Of course, the risk to any API-first vendor is that they simply get made into a feature of a larger platform. The industry has a long history of this happening; Benedict Evans has a great post entitled: “Platforms, bundling and kill zones”
This is also happening by other adjacent vendors in the stack. Netlify has a CMS, Cloudflare has a CMS. Google, by virtue of controlling schema.org can also ensure similar adherence to standards to support their drive to dominating the SERP (Search Engine Results Page) experience – and as I have mentioned, it’s a short leap from schema.org to actual content modelling. In the past, Google has been content to merely influence the WCM vendors to try to support these larger efforts, but they do have a history of dipping their toe into pretty much everything. (Whether they actually support something like this long-term is another matter – i.e. this now irrelevance of Blogger, etc.).
Headless vendors have been a positive disruptive force in the industry. They have evolved to simultaneously meet the current multi-channel needs of most complex businesses, while also taking advantage of the major change in how front-end experiences are created (in a word, JavaScript frameworks). However, unless they evolve to start meeting more business scenarios (and having an opinion in what scenarios they can do better than anyone else) they will be reduced to being a fancy, commoditized, content databases.
Which brings me to my last prediction:
At least one headless vendor is acquired
There are plenty of vendors out there looking for SaaS expertise in CMS in order to round out portfolios; Salesforce CMS has been underinvested. SAP, Oracle and Microsoft, all need to have a stronger tie between content and marketing efforts. Adobe can afford to run two product tracks (as per my wildcard prediction) and larger platform players in services and infrastructure want some sticky product offerings. I could see the following vendors as potential buyers;
- Any cloud/hosting provider lacking that capability; GoDaddy, Rackspace, Pantheon, Salesforce Heroku to compete with Netlify, Cloudflare.

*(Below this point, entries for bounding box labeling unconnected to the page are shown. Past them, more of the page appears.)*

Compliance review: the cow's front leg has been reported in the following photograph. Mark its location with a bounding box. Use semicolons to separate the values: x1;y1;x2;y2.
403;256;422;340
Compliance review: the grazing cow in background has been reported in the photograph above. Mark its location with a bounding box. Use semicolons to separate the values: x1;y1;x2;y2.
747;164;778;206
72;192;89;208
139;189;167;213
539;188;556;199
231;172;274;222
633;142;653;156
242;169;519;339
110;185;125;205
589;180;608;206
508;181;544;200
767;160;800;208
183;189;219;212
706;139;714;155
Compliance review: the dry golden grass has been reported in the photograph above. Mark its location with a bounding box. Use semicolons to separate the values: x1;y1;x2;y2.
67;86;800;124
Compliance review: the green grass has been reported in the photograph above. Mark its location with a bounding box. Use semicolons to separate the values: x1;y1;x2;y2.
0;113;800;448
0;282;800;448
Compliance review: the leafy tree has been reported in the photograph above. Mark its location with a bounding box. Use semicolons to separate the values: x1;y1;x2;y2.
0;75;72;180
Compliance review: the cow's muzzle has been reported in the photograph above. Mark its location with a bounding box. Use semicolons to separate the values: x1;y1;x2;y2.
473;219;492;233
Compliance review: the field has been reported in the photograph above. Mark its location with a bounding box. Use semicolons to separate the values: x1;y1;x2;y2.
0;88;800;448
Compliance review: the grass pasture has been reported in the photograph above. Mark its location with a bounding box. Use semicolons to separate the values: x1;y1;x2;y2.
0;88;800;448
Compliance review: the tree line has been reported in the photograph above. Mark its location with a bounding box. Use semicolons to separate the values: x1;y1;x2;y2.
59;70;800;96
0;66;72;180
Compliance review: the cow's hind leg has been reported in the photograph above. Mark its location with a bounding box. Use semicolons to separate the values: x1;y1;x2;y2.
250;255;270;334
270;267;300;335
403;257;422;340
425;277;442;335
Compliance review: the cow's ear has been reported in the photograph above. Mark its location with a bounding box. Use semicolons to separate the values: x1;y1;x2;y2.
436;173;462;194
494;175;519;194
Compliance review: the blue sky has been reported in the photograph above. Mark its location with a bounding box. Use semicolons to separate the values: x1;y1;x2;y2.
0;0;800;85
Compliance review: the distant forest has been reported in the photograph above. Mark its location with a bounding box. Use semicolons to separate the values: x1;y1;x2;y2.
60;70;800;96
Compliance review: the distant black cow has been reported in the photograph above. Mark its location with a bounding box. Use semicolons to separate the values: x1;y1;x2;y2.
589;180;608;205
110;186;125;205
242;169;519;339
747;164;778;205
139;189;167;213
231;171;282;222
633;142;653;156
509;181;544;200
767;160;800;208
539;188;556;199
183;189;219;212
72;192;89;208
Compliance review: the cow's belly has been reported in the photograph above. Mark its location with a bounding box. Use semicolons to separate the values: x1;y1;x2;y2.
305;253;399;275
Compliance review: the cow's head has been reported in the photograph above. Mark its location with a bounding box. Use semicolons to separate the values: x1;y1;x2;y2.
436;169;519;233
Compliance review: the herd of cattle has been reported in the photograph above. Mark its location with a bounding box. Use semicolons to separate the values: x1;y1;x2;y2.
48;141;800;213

- Any suite provider looking to accelerate cloud CMS offerings in a larger martech stack (Salesforce, Adobe, SAP, Oracle, Microsoft)
- Any PE firm looking to do a rollup with other portfolio companies or enhance their current offering:
- Vista: Acquia, Gainsight
- Index Ventures: Gatsby, Strapi
- Insight Venture Partners, Episerver, Contentstack, Commercetools
- SaaS vendors focusing on the SMB and mid-market looking to move either upwards or more developer-focused (Shopify, Hubspot, Automattic?, etc.)
There are a number of headless vendors that are still quite small and not inflated by valuation rounds. I could easily see a larger vendor in need of some fresh ideas undertaking this as something of a “value-added acquihire”.